Lo que sí hace Dios es bendecir a Jacob.
Yo, habiendo meditado mucho sobre este pasaje, he llegado a la conclusión de que la lucha con Dios y la capacidad de derrotarle es signo del poder de la oración, que puede hacer que el mismísimo Dios cambie sus planes. ¡Cuántas veces, los seres humanos nos vemos en una situación sin aparente salida, entre la espada y la pared, entre nuestros Labanes y Esaús, o como Moisés, inmovilizado entre el mar Rojo y el ejército del Faraón, aunque la columna de fuego le retuviese, o como Jesús, en el huerto de los olivos, entre el Sanedrín y la cruz! Sin embargo, la oración, nos obtiene su bendición y, con ella, pasamos a través de la pared como un cuchillo caliente a través de la mantequilla, aunque no sin dolor. El pasaje más evidente de esta capacidad de la oración para cambiar los planes de Dios nos lo brinda el relato del Evangelio en el que una mujer no judía le pide a Jesús que expulse a un demonio de su hija. Jesús le dice, con aparente dureza: “Dios me ha enviado a sanar a las ovejas perdidas de Israel […] No está bien dar a los perros el pan de los hijos.”, a lo que la mujer siro-fenicia le replica: “Sí, pero también los perrillos pueden saciarse con las migajas que caen de la mesa de sus amos” (Cfr. Mateo 15, 21-28), ante lo cual, Jesús se siente desarmado y cambia los designios de Dios, sus designios, expulsando al demonio de la hija de esa mujer, gracias a la fe de su oración. Sin embargo, que Dios pueda, si le parece conveniente y posible, cambiar sus designios por nuestra oración, no significa que lo tenga que hacer. Él sabe más y nosotros. El sabe que tal vez conceder un bien aparente en un determinado momento, puede dar lugar a un mal mucho mayor más adelante. Hay designios que no tienen variantes posibles. Tenemos que dejar a Dios ser Dios, pero, en cualquier caso, la oración confiada nos da paz.
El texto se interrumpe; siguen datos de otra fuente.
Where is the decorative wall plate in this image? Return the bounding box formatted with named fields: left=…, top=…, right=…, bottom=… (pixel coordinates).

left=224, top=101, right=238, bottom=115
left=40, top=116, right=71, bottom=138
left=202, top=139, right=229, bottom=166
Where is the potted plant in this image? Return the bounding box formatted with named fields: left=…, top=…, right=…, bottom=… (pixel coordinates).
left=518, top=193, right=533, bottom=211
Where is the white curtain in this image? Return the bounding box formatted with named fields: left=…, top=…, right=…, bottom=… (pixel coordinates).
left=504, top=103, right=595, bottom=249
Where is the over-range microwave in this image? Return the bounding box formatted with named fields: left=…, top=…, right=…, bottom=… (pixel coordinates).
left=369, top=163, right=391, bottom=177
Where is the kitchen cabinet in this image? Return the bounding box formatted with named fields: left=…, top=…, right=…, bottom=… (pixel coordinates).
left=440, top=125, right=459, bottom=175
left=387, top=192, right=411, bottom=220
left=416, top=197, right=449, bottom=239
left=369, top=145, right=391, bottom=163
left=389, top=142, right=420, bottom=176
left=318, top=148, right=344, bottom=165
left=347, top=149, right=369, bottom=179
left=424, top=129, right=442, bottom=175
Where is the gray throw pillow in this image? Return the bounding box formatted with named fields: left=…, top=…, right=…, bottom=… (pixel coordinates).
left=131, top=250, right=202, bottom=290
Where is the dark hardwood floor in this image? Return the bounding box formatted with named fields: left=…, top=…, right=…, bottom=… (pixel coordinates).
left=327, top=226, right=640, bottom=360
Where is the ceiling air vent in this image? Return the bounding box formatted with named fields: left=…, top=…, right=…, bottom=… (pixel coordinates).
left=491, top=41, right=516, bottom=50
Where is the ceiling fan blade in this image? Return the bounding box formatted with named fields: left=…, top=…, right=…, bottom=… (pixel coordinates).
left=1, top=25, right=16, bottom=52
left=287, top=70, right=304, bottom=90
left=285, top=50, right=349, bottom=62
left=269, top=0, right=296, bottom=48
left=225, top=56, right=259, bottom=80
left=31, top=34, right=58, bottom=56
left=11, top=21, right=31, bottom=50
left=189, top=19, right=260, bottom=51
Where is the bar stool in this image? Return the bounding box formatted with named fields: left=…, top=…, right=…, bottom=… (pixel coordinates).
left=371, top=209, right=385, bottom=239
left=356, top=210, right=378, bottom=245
Sea como fuere, con la bendición de Dios, Jacob va al encuentro de su hermano. Se pone al frente de una comitiva con tres grupos, uno detrás de otro, en los que van, respectivamente, las dos criadas de sus mujeres con sus hijos en el primero, detrás Lía con los suyos y, por último, Raquel con su hijo José, cada grupo con la tercera parte de sus bienes. Queda claro qué vidas le resultaban más preciosas a Jacob por la lejanía del peligro en que las sitúa. Luego se acerca a Esaú y a sus cuatrocientos hombres a caballo, postrándose en tierra siete veces. Está expiado su pecado y su engaño, arrepintiéndose de él. Sin duda que tendría miedo. Desde luego, la escena no debía ser tranquilizadora: Una hueste de cuatrocientos hombres armados, a caballo, con los animales piafando, retenidos por el freno, esperando sólo que les espoleasen para cargar. Pero su arrepentimiento no era por miedo o, al menos, no sólo por miedo. A fin de cuentas, Israel era un hombre nuevo después de que el Señor le cambiase el nombre. Seguía siendo Jacob, pero era también Israel. Entonces ocurre lo impensable. Esaú se baja del caballo y “corrió a su encuentro, lo abrazó, se echó a su cuello y los dos rompieron a llorar”. Tiene entonces lugar un falso regateo en el que Esaú pretende no aceptar todos los regalos que le ha ido enviando Jacob mientras se acercaba a él, pero que al final, naturalmente, acepta. Pero en ese regateo, Esaú afirma que es un hombre rico: “Yo tengo más que suficiente, hermano; quédate con lo tuyo”. O sea que, a Esaú tampoco le habían ido mal las cosas en esos veinte años.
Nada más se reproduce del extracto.